Thanks for your help!

dput(data):

structure(list(time = structure(c(15431, 15461, 15492, 15522, 
15553, 15584, 15614, 15645, 15675, 15706, 15737, 15765, 15796, 
15826, 15857, 15887, 15918, 15949, 15979, 16010, 16040, 16071, 
16102, 16130, 16161, 16191, 16222, 16252, 16283, 16314, 16344, 
16375, 16405, 16436, 16467, 16495, 16526, 16556, 16587, 16617, 
16648, 16679, 16709, 16740, 16770, 16801, 16832, 16861), class = "Date"), 
    one = c(18.4221796200761, 18.3967231898903, 16.335633117503, 
    16.730296027773, 18.1514409360143, 17.7199441162588, 16.799170250284, 
    15.4179238554614, 17.4392839966129, 17.595792430154, 16.9553497988467, 
    16.4953670246957, 17.5849417055811, 17.9678266256, 17.1739918955819, 
    17.6002431353711, 17.9595179193721, 17.999935039935, 17.7524652108263, 
    17.7177489902007, 17.3588650113878, 17.6725182139017, 17.4405657957642, 
    17.6704974950091, 17.8875447511326, 16.9658703405016, 17.4780706514254, 
    18.1277851044477, 18.1761216072241, 17.1620759199987, 18.4686443856938, 
    18.5762732410043, 17.4880377648686, 17.829055609543, 18.3096877847122, 
    16.9076887297865, 17.8248723024602, 17.9126225373526, 17.6292589941241, 
    18.5179618982914, 18.5366398684046, 18.0677764393526, 16.6418177564593, 
    16.9211415340111, 17.9654709207359, 17.6361844282822, 18.2270338206168, 
    16.4429651207772), two = c(16.6582662387643, 16.6291067627203, 
    16.6371145606996, 16.4961540261816, 17.0596826781454, 16.7062765725755, 
    16.7162150801773, 16.5497433654548, 16.289748798776, 16.2175637229181, 
    16.2087465723472, 16.7917693011438, 17.0844034991311, 17.1252018488917, 
    17.035226133743, 16.7162471713475, 16.7691021105687, 16.2972221957997, 
    16.708788985733, 16.7827078467867, 16.4754347061264, 16.0403929689546, 
    16.2594260331233, 16.6004611360169, 16.6892567341726, 16.7962173532738, 
    16.4205670536356, 16.9984920528234, 16.3600444060327, 16.2367171945242, 
    16.5735658839198, 16.5205739998051, 16.483858284178, 15.7240973247951, 
    17.0266878151606, 16.9142806023417, 16.788529867979, 16.5935730790947, 
    16.424863694705, 17.0269967594955, 16.3278055932357, 16.3832866771369, 
    16.6118799527132, 16.8515435281064, 16.8155186621117, 15.5626066989097, 
    16.2053235276769, 16.9638862520006)), .Names = c("time", 
"one", "two"), row.names = c(NA, 48L), class = "data.frame")

Solution

  • If I understand correctly, the OP wants to scale the second time series two so that the scaled values lie within the same interval as the values of time series one.

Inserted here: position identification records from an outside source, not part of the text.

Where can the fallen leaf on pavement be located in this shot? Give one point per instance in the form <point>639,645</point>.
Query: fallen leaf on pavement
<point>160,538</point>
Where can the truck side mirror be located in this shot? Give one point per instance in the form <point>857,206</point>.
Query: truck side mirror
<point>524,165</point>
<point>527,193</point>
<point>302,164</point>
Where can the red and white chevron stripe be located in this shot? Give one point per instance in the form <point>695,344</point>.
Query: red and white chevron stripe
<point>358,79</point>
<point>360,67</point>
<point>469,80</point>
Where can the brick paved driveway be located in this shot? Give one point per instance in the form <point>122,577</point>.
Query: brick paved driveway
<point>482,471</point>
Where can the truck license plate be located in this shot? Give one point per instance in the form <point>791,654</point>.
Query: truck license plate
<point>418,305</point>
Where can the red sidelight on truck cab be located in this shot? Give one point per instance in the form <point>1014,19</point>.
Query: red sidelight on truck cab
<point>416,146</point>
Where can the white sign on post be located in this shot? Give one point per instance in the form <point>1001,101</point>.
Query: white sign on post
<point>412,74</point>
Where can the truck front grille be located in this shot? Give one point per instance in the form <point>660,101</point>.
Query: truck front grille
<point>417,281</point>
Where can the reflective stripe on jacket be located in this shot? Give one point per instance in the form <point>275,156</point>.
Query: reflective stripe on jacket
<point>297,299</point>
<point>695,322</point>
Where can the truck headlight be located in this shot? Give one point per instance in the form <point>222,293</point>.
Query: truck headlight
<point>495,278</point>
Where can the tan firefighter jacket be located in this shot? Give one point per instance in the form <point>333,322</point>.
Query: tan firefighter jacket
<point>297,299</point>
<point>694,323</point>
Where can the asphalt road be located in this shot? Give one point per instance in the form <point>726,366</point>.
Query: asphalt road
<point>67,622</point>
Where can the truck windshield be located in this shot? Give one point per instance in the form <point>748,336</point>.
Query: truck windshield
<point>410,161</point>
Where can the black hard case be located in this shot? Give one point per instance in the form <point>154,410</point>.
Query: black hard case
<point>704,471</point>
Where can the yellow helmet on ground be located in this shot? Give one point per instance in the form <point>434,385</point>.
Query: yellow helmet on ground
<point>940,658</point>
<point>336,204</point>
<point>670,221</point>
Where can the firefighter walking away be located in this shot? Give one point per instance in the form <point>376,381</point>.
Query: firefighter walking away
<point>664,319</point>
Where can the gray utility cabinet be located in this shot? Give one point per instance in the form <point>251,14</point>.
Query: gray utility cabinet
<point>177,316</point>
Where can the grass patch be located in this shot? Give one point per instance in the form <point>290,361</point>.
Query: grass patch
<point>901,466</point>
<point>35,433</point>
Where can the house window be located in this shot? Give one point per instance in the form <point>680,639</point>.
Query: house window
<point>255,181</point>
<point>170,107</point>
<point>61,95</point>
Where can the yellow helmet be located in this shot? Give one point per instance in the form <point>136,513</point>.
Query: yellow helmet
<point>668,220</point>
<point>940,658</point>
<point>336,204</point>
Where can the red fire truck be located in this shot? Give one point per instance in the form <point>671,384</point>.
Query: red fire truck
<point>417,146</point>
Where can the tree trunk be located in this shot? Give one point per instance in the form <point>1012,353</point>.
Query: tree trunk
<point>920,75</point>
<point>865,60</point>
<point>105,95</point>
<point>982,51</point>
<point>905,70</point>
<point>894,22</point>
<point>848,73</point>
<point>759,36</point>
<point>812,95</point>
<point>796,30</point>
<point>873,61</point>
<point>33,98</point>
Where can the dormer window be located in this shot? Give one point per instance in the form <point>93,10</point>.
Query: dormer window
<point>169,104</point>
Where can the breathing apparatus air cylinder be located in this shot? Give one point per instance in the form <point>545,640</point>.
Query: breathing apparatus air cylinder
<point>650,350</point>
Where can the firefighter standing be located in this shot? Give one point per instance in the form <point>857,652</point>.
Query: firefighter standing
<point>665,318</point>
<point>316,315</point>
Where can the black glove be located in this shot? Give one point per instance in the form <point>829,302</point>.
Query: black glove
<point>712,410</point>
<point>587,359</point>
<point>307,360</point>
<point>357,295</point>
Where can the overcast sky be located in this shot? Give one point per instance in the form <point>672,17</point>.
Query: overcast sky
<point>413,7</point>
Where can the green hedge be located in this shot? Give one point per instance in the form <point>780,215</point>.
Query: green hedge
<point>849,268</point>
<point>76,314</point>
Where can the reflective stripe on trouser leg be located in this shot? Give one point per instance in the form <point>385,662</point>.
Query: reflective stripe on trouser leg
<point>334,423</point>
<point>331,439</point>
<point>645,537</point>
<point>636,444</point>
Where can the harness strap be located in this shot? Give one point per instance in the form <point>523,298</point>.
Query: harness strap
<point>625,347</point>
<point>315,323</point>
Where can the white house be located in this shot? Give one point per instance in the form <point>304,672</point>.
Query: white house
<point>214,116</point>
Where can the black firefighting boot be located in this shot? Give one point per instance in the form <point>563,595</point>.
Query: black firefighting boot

    To achieve this, we need to scale the range as well as to consider an offset, i.e.,

    one = scl * two + ofs

    The values of scl and ofs can be determined from the min() and max() values of one and two, resp.:

    scl <- (max(dat$one) - min(dat$one)) / (max(dat$two) - min(dat$two))
    ofs <- min(dat$one) - scl * min(dat$two)
    
    library(ggplot2)
    ggplot(dat, aes(x = time)) +
      labs(title = "Title", x = "Time") +
      geom_line(aes(x = time, y = one, col = "one")) +
      geom_line(aes(x = time, y = two * scale + ofs, col = "two")) +
      scale_x_date(breaks = scales::pretty_breaks(n = 6), expand = c(0, 0)) +
      scale_color_manual(values = c("red", "blue")) +
      scale_y_continuous(
        name = "Left Axis",
        sec.axis = sec_axis(~ (. - ofs) / scl, 
                            name = "Right Axis"),
        minor_breaks = NULL,
        breaks = scales::pretty_breaks(n = 6)) +
      theme(legend.position = c(.90, .95),
            legend.title = element_blank())
    

    enter image description here

    Now, the min and max values, resp., of both time series are plotted at the same y-values.

    Please, note that the scale on the left side belongs to time series one (red line) and the scale on the right side belongs to times series two (blue line).